El fenómeno no es inédito. Hace no mucho pude escribir: “Marx  es hijo de Hegel, pues éste fue quien enseñó al primero la dinámica del conflicto. Y fue Hegel quien observara que en el más enconado conflicto, que en la lucha por la existencia, los enemigos terminaban siendo muy parecidos. Hugo Chávez presidió ayer un acto en el que su hermano Adán decía cosas que fueron recibidas con el grito ¡mentiras! El alcalde Bernal contenía a duras penas su azoramiento y consagraba el procedimiento digital, el uso del dedo en la designación de unos dirigentes del MVR, que era precisamente lo protestado. Procedimiento éste que se censuraba de la “cuarta república”. ¡Qué parecidas son la cuarta y la quinta!”

Así que logro ver lo certero de las observaciones de Magaly al respecto. Lo que rechazo es el simplismo que pareciera desprenderse de su esquema, pues en su taxonomía no cabrían los “Ni-Ni” y todos seríamos o Alligator chavensis o Alligator escualidus.

No, amiga, no me cuente usted como habitante de ese caño. Habito otro distinto, al que habrá que ponerle nombre, porque “Ni-Ni” es designación despectiva y alienada, referida no a nuestra propia sustantividad sino a algo que está fuera de nosotros. Es un problema por resolver: ponerle nombre a lo que somos, a lo que buscamos.

Algunos –William Ury– lo llaman el tercer lado. Otros –José Antonio Gil– creen que se trata de un “a mitad de camino”, un promedio entre extremos.
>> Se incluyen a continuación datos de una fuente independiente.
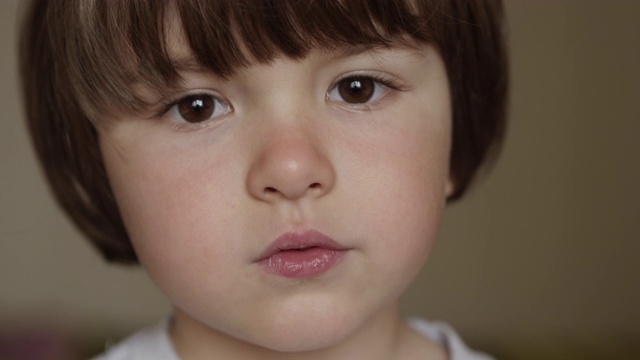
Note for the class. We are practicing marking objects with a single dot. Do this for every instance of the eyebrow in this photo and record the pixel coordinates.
(188, 63)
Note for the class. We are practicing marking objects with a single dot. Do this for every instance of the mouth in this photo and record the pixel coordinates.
(302, 254)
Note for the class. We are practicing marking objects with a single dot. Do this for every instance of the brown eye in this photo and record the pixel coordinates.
(356, 90)
(196, 108)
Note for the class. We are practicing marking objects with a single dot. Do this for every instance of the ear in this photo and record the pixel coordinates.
(449, 187)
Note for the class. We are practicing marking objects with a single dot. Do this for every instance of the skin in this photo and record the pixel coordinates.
(202, 201)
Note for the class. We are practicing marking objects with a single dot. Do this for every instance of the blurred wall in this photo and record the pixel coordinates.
(539, 261)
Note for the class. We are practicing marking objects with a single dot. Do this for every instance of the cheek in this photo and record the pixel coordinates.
(167, 202)
(402, 175)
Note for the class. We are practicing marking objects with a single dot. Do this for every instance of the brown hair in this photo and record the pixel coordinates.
(79, 56)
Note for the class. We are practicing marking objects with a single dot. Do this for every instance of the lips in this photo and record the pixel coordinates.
(302, 254)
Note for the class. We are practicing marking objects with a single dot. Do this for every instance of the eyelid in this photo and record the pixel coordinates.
(169, 105)
(383, 79)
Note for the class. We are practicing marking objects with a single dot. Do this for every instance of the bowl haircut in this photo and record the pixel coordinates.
(80, 57)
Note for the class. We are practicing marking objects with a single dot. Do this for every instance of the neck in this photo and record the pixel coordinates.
(378, 338)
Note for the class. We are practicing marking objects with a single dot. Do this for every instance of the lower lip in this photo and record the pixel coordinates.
(300, 264)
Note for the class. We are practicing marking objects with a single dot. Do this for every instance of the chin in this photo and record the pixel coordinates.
(311, 330)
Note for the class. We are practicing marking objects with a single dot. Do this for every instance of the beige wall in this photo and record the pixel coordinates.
(538, 262)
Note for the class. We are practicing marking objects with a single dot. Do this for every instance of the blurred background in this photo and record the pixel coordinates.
(540, 261)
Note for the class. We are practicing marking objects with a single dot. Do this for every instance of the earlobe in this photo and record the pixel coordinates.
(449, 187)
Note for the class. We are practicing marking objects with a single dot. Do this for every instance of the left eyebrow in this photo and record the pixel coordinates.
(354, 50)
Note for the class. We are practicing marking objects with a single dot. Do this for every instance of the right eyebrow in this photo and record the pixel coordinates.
(188, 64)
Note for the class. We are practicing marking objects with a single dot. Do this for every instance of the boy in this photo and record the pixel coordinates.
(278, 167)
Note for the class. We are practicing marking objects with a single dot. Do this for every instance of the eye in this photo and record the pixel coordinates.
(359, 89)
(197, 108)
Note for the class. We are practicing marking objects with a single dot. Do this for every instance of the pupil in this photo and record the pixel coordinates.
(196, 108)
(356, 90)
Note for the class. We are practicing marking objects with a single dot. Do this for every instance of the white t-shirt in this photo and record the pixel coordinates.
(154, 343)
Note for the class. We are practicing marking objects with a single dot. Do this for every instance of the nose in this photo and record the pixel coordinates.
(290, 166)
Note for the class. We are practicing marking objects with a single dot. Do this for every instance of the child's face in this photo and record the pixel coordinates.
(287, 154)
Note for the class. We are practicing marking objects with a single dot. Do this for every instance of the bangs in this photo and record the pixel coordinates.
(108, 46)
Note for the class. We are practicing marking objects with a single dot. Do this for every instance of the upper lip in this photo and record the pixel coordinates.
(298, 240)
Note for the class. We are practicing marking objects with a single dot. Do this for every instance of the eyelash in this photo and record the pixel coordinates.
(384, 80)
(171, 104)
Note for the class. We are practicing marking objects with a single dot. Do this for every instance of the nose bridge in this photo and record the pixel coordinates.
(291, 162)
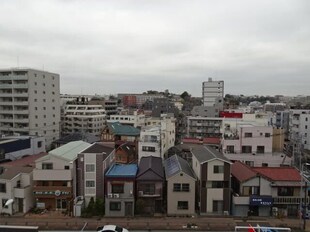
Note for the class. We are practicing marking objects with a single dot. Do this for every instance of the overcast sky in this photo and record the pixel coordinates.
(106, 47)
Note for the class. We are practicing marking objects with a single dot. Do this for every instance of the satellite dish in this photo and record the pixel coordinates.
(8, 202)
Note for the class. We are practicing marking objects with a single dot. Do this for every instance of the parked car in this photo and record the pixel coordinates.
(111, 228)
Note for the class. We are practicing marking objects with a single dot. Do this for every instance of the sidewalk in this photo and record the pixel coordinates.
(58, 221)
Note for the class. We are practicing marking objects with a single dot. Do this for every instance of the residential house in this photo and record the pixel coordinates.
(53, 177)
(213, 172)
(16, 184)
(266, 191)
(150, 182)
(120, 190)
(89, 169)
(16, 147)
(181, 187)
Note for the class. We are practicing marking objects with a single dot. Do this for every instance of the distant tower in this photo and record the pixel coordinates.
(213, 93)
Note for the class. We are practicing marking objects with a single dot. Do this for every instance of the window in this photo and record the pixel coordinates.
(18, 184)
(90, 167)
(247, 135)
(246, 149)
(47, 165)
(39, 144)
(218, 169)
(251, 190)
(90, 184)
(117, 188)
(3, 203)
(260, 149)
(115, 206)
(145, 148)
(250, 163)
(180, 187)
(217, 206)
(230, 149)
(285, 191)
(2, 188)
(183, 205)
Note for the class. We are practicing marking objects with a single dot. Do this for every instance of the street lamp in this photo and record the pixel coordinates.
(303, 177)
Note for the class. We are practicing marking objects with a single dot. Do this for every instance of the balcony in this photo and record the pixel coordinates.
(288, 200)
(6, 119)
(241, 200)
(5, 94)
(52, 174)
(6, 86)
(52, 190)
(20, 86)
(19, 192)
(21, 120)
(149, 194)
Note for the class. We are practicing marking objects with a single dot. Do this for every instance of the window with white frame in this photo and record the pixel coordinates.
(90, 167)
(90, 184)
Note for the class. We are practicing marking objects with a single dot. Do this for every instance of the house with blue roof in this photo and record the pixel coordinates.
(120, 190)
(181, 187)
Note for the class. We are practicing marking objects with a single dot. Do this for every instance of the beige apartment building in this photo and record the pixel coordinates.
(29, 103)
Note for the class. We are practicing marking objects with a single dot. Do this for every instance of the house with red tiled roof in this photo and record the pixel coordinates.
(266, 191)
(16, 185)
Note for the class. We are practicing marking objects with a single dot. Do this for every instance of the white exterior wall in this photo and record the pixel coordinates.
(258, 139)
(212, 90)
(214, 194)
(25, 192)
(89, 176)
(84, 118)
(35, 103)
(57, 173)
(174, 197)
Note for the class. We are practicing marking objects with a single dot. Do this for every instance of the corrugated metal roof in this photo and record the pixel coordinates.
(175, 164)
(70, 150)
(122, 170)
(151, 168)
(119, 129)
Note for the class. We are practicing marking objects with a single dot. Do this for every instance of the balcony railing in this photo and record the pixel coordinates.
(289, 200)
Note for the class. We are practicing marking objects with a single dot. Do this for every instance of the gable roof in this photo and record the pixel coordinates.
(242, 172)
(98, 148)
(87, 137)
(9, 173)
(151, 168)
(118, 129)
(279, 173)
(122, 170)
(206, 153)
(175, 164)
(70, 150)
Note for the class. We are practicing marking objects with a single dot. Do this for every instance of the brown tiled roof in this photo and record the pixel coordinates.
(242, 172)
(279, 173)
(26, 161)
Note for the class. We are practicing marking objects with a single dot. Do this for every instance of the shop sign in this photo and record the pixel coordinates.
(57, 193)
(261, 200)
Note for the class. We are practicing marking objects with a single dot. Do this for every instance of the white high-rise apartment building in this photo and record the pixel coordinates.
(213, 93)
(299, 127)
(84, 118)
(29, 103)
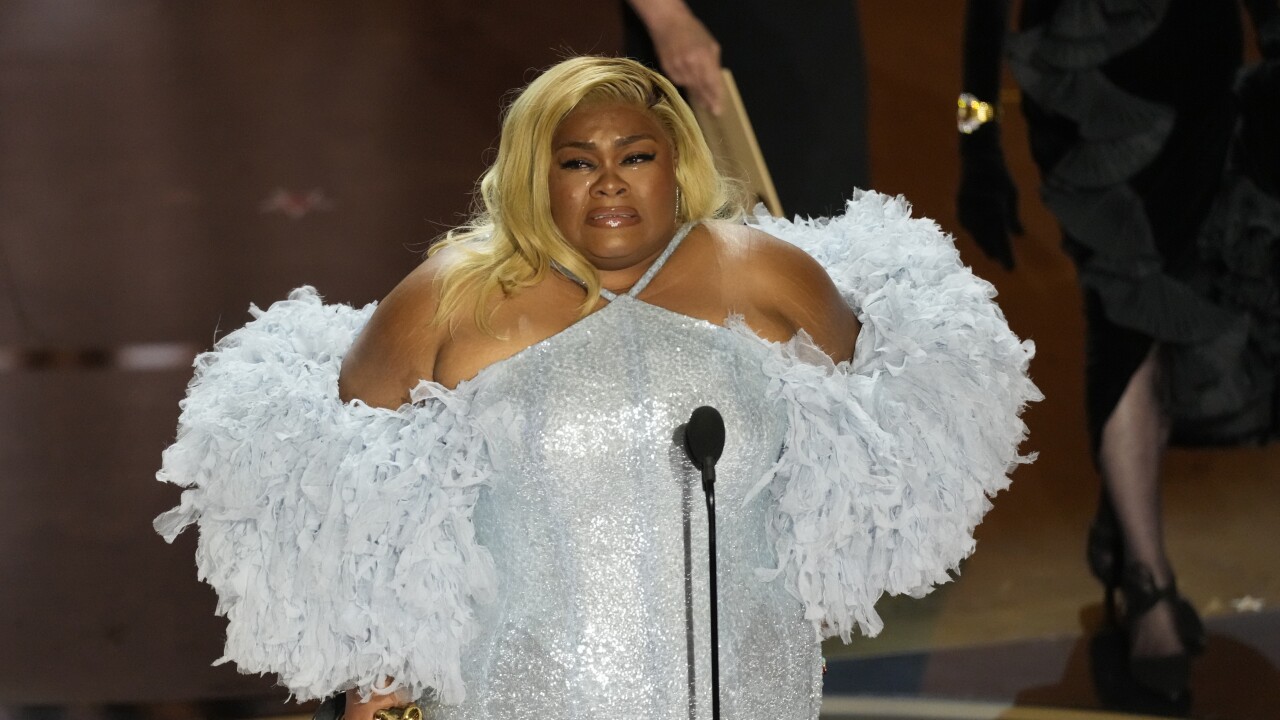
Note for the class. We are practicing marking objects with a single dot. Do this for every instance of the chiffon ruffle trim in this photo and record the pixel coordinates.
(891, 458)
(338, 537)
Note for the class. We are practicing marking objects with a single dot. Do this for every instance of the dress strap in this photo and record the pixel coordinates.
(662, 260)
(644, 279)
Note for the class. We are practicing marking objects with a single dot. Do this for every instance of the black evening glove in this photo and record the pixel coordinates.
(987, 200)
(1258, 95)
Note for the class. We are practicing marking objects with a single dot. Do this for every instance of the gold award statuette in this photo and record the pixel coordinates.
(408, 712)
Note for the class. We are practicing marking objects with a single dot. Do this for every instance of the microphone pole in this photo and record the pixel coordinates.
(704, 441)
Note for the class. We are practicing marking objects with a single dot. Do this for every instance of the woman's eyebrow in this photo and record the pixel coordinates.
(618, 142)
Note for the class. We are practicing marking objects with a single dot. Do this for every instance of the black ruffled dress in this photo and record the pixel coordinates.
(1133, 122)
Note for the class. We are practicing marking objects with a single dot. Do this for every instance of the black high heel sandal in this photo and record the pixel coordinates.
(1166, 674)
(1106, 557)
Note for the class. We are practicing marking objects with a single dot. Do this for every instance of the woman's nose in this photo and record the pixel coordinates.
(609, 185)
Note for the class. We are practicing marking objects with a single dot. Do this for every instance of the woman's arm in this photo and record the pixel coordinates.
(686, 50)
(987, 199)
(789, 292)
(398, 346)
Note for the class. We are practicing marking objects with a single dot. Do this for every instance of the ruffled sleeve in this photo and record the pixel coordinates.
(891, 458)
(338, 537)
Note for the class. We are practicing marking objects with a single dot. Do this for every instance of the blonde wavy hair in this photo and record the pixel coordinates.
(511, 240)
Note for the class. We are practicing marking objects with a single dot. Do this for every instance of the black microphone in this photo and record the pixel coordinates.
(704, 441)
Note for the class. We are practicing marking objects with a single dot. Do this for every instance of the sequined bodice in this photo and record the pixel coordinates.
(598, 528)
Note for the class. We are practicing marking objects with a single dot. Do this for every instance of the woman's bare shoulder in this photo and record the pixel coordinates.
(785, 287)
(398, 346)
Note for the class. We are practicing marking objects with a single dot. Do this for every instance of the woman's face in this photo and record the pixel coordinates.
(613, 185)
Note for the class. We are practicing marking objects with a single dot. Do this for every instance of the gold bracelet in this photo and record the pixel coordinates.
(410, 711)
(973, 113)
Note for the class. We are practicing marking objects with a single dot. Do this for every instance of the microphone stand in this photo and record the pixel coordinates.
(704, 441)
(709, 490)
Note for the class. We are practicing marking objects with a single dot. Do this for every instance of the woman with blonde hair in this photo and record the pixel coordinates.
(474, 495)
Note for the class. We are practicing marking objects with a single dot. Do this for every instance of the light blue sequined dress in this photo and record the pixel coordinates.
(533, 543)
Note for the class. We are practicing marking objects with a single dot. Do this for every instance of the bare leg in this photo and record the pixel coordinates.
(1133, 446)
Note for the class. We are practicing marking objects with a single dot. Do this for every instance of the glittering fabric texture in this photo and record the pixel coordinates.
(598, 529)
(533, 543)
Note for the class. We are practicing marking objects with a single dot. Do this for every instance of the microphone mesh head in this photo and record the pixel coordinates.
(704, 437)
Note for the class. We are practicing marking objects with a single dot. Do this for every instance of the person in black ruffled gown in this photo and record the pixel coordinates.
(1161, 168)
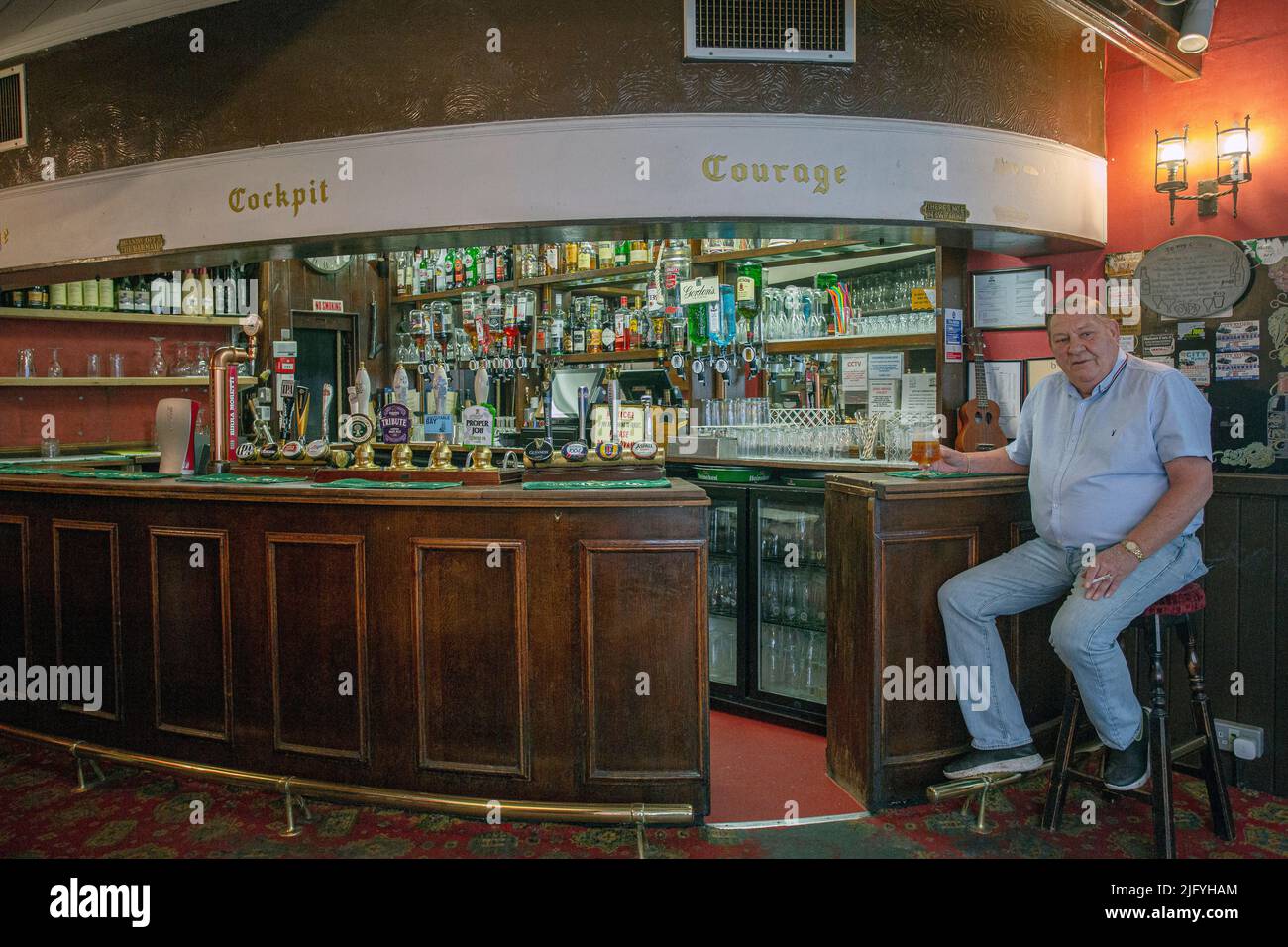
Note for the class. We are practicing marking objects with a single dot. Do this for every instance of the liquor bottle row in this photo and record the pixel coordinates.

En realidad es una cosa situada en otro plano, y el verdadero modo de lograr la superación de Chávez es más una superposición que una oposición. Pero esto, una vez más, es problema para otra discusión.

Mas, dirá Magaly, “sólo pretendí mostrar realidades, y sacar punta a los extremos para causar impacto y estimular una toma de conciencia”. Así estaría aplicando método maoísta, pues fue el Gran Timonel quien, en ulterior desarrollo práctico de la dialéctica marxista, recomendaba la “agudización de las contradicciones” en el seno de la sociedad como forma de reventar en lucha y lograr el triunfo definitivo del proletariado. Es en este sentido que también Magaly nos ha propuesto su propio mito: el mito de los caimanes del mismo caño.

A fin de cuentas, agradezco el acicate de Magaly y tolero la concepción jungiana que jamás podré compartir. Los hitos miliares del pensamiento del siglo XX fueron los que nos enrostraron nuestros límites. Wittgenstein, que en su Tractatus Logico-Philosophicus quiso determinar los límites del pensamiento; Heisenberg, que halló la incertidumbre en el fondo de la física; Gödel, que desenterró lo incompleto y lo inconsistente del corazón mismo de la matemática; Feigenbaum, y tantos otros que dieron función sorprendente al caos impredecible a partir de sistemas deterministas. Es una historia de sobriedad, una lección de humildad. Es por esto que el más racionalista de los científicos no debe negarse al diálogo con lo mítico o a la lectura de Jung. En su complejidad—si no una ciencia al menos una poética científica—una admirable obra intelectual se despliega y construye haces—más bien threads—de relaciones sugerentes. Y es que Jung ha formulado una visión del mundo que nos ayuda a ver conexiones que de otro modo se nos escaparían, a worldview that helps people see connections that they otherwise would miss. Es decir, el psicoanálisis jungiano como herramienta heurística, propia para el descubrimiento o la invención.